O estudo foi hoje apresentado na Universidade de Cabo Verde e a cerimónia foi presidida pela secretária de Estado da Inclusão Social, Lídia Lima.
“Se formos pegar na questão dos profissionais de saúde, de uma forma geral todos têm muito pouco conhecimento do que é mutilação genital feminina. Obviamente, que isso vai remeter que os cuidados dados a essas mulheres podem não ser mais adequados, porque os nossos profissionais muitas vezes não estão preparados para tal”, disse a investigadora Deisa Semedo em declarações aos jornalistas.
Segundo o estudo, as primeiras reações dos profissionais de saúde ao depararem-se com casos de MGF são, na maioria das vezes, de espanto e surpresa.
Além do desconhecimento sobre a prática, o estudo revelou que nenhum dos profissionais de saúde entrevistados conseguiu classificar correctamente os diferentes tipos de MGF.
Outro ponto ressaltado pelo estudo é a ausência de conhecimento sobre os países onde a MGF é uma prática enraizada.
Apenas um profissional de saúde relatou ter identificado uma criança sobrevivente, sem conseguir esclarecer se a prática foi realizada no país de origem ou em Cabo Verde.
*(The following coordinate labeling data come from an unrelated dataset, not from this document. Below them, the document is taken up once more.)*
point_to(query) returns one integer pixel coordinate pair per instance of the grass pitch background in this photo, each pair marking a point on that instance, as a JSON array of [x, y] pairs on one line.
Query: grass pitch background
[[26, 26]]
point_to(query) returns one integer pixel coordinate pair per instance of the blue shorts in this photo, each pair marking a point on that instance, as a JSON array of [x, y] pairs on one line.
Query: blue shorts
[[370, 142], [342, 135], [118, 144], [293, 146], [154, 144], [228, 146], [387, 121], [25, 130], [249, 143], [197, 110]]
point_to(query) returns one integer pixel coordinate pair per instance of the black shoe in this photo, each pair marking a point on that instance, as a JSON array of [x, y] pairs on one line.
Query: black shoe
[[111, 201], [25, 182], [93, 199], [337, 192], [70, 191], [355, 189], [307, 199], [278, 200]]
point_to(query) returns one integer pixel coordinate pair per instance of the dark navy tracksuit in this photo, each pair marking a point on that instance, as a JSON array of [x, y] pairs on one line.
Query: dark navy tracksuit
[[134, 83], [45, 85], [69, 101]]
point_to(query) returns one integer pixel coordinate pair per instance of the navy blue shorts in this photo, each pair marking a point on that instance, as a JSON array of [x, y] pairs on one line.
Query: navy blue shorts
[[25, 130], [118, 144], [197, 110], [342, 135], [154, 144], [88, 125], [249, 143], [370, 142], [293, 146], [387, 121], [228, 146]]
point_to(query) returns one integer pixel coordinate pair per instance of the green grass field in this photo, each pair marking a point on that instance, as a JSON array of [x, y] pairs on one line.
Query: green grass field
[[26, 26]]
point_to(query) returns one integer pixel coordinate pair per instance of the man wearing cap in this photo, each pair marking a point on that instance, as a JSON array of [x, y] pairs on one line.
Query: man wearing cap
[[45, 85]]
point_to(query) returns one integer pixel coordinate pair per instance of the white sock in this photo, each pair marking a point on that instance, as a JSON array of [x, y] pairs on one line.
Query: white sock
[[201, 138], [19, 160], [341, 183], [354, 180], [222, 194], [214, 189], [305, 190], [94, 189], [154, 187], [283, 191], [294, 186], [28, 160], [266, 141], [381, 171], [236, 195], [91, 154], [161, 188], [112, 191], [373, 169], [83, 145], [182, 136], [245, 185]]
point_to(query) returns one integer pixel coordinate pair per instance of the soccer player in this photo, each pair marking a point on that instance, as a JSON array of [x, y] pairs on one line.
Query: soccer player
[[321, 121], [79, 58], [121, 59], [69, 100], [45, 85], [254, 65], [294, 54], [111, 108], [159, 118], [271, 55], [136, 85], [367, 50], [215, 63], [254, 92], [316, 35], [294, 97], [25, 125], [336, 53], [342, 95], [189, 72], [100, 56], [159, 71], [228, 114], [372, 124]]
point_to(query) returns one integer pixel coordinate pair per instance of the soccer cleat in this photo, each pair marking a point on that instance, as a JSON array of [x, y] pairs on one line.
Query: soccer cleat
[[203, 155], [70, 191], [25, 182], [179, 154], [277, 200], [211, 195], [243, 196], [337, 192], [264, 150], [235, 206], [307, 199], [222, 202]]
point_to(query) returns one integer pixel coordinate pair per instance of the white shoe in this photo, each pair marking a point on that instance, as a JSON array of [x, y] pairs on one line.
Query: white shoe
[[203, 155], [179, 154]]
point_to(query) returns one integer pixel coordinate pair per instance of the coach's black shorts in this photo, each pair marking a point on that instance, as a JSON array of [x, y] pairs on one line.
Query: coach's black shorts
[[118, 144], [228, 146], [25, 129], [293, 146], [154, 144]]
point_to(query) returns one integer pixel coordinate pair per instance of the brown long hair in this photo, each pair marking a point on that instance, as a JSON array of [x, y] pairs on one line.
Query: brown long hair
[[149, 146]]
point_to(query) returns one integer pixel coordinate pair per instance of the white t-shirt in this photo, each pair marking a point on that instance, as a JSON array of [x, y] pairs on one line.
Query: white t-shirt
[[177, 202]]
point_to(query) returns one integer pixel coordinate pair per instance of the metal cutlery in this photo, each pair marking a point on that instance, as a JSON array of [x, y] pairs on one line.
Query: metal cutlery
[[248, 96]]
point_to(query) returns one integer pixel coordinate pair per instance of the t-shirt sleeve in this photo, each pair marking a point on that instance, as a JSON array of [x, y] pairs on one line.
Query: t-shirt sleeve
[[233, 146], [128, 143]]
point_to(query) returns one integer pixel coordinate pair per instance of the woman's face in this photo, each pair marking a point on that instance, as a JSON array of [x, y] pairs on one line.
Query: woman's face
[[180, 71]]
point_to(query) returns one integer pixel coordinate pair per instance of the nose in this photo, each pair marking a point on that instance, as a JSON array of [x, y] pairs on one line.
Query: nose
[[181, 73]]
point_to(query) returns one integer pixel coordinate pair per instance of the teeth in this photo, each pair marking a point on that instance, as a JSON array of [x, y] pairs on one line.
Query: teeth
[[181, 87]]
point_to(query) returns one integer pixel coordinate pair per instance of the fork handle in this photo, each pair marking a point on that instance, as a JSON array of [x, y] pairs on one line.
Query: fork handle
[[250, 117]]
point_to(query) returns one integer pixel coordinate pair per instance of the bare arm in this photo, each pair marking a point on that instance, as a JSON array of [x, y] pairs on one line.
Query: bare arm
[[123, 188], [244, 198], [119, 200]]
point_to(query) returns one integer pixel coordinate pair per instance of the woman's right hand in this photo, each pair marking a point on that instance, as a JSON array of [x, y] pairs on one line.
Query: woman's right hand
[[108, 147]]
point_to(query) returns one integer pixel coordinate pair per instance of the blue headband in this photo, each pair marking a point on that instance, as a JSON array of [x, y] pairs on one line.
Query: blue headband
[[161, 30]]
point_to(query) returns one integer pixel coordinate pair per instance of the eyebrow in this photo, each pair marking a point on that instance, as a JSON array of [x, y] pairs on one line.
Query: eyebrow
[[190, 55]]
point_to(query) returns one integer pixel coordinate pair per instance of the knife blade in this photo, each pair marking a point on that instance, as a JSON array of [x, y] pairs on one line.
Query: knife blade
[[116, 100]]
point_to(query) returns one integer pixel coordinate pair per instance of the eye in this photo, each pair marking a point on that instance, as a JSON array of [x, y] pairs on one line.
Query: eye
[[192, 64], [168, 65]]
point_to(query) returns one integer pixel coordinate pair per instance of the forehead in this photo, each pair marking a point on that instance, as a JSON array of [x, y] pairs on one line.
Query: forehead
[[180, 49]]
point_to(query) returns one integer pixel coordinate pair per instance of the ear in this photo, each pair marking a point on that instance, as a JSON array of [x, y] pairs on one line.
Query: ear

Embora a MGF seja frequentemente associada a questões religiosas, os participantes do estudo reconheceram que se trata de uma prática cultural, enraizada em tradições e sem fundamento religioso.
Em declarações à imprensa, a presidente da Alta Autoridade para a Imigração (AAI), Carmen Barros, ressaltou que a abordagem da MGF exige compreensão, pois, com o aumento da mobilidade internacional, todas as sociedades acabam por se deparar com essa realidade.
“A mobilidade e a circulação internacional fazem com que as pessoas carreguem consigo a sua diversidade cultural – são conhecimentos, habilidades, crenças e visões de mundo. Portanto, o trabalho com a imigração deve também contemplar essa vertente na perspectiva de prevenir riscos para a existência desta prática, que acarreta graves consequências para a saúde física, sexual, emocional e psicológica de mulheres e meninas”, afirmou.
A presidente da AAI enfatizou que Cabo Verde já dispõe de um quadro legal que criminaliza a MGF, tanto no Código Penal como na Lei Especial de Violência Baseada no Género (VBG), embora considere que não seja suficiente.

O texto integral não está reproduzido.